AMD Stock Ready For Growth In The Era of AI

With the AMD stock being down 30% from it's all time highs, is AMD ready for growth in the era of AI? We examine their fundamentals and reveal a sneak peak at this cycle's Synsense prediction.

Shares of Advanced Micro Devices (AMD) have experienced a dramatic fluctuation in 2024. The stock initially surged following optimistic projections related to artificial intelligence (AI) sales early in the year. However, after the first-quarter update, reality tempered these gains, and shares are now down about 30% from their peak in the spring.

AMD Stock Performance in 2024

  • Current Price: $166.33
  • Market Cap: $266 billion
  • Day's Range: $164.47 - $168.49
  • 52-Week Range: $92.74 - $227.30
  • Volume: 45,141,176
  • Average Volume: 61,947,671
  • Gross Margin: 39.12%

AI Expectations and Reality

Entering 2024, CEO Lisa Su and her team were increasingly optimistic about AI chip sales, projecting $2 billion in accelerated-computing sales, which was later raised to $3.5 billion. This significant, though not massive, new market represented a substantial opportunity for AMD, which had $22.8 billion in sales over the last 12 months. The new MI300 accelerated-computing system became AMD's fastest product to reach $1 billion in revenue, achieving this milestone in just two quarters.

Click to Read the Full Article at the Stock Market Learning CenterDespite initial excitement, the $3.5 billion outlook for 2024 AI sales was not increased during the first-quarter update. Furthermore, second-quarter guidance was underwhelming, with expected revenue of $5.7 billion—up 4% from the prior quarter and 6% year-over-year.

Comparing AMD and Nvidia

Unlike Nvidia, whose data-center AI revenue has shown exponential growth, AMD's focus differs. Since the acquisition of Xilinx in early 2022, the primary reason for optimism about AMD has been its potential for rising profit margins.

The recent bear market significantly impacted AMD sock, especially in consumer spending on PCs and laptops. The client revenue segment reported an operating profit of $86 million in the first quarter, with a margin of only 6%. However, there is substantial room for improvement as consumer PC spending stabilizes.

While AMD's data center AI chips have not offset weaknesses in other business areas like embedded (Xilinx) and gaming (video game consoles), they have contributed to profit-margin expansion. Data center operating margins were 23% in the first quarter, compared to 11% the previous year.

Data Center Market

The data center segment is currently AMD's most critical market. The global data center market is projected to grow at a CAGR of 6.56% through 2028. Within this market, the AI segment, which drives data center revenues, is expected to expand at a CAGR of 17.30% from 2023 to 2030. For the period 2022-2026, spending on AI-centric systems is expected to grow at a CAGR of 27%. Consequently, in the updated valuation model, data center revenue will grow by 27% from 2024 to 2026 and subsequently at a rate of 17.30%.

Client, Gaming & Embedded Processors

This segment includes CPUs and GPUs for PCs and gaming consoles, as well as embedded processors used in appliances.

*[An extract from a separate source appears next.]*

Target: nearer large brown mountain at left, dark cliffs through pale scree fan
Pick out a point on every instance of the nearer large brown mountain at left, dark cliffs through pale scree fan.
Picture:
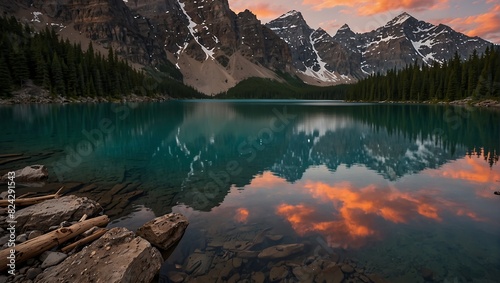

The worldwide PC market is expected to grow at a CAGR of 9.1% through 2029, while the global embedded processors market is projected to grow at a CAGR of 8.12% through 2031.

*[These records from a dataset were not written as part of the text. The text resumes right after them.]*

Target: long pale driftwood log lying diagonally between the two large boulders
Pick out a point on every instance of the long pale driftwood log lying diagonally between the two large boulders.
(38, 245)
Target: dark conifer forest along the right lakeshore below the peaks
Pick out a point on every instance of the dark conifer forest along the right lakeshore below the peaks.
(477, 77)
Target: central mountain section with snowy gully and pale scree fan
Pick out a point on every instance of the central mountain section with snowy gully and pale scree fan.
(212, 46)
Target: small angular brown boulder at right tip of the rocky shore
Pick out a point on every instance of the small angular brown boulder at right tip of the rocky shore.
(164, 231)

Since 2017, AMD stick has been growing at an annual pace of 55.3%, with net income increasing by 448%.

However, operating income has been decreasing at a 36% annual pace due to a significant slump starting after 2021. From Q3 2023 to Q4 2023, revenue grew by 2.57%, operating income surged by 501%, and net income increased by 310%.

Margins improved, with the operating margin increasing from -0.36% to 1.77% and the net income margin rising from 0.94% to 3.77%. The balance sheet for AMD tock remains strong, with cash reserves nearly unchanged at $5.78 billion, slight increases in short-term debt (from $1.14 billion to $1.39 billion) and long-term debt (from $1.715 billion to $1.717 billion).

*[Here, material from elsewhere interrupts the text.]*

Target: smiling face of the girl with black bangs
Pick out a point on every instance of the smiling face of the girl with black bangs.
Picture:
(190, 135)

Free cash flow decreased slightly by about $50 million to $1.57 billion, reducing the FCF margin from 7.3% to 6.9% due to a decrease in cash from operations (from $1.85 billion to $1.66 billion).

Analysts' Estimates

Revenue is also projected to grow at double digits until 2027, with a subsequent slowdown. For 2024, the average revenue estimate is $25.82 billion, increasing to $32.47 billion in 2025 for AMDstock.

Profitability and Future Prospects

AMD still has work to do to return to its peak profitability levels of 2022. If the company resumes a positive trajectory, shares could be reasonably valued at 46 times forward P/E, though perhaps not an outstanding bargain.

Considering the recent fluctuations, it might be wise to disregard the all-time highs reached in the spring and view the current situation as a reset rather than a dip. While the long-term potential remains, cautious optimism is advised.

Synsense Prediction

Synsense is predicting a reversal move upwards to about $179 with last period's prediction being just about spot on.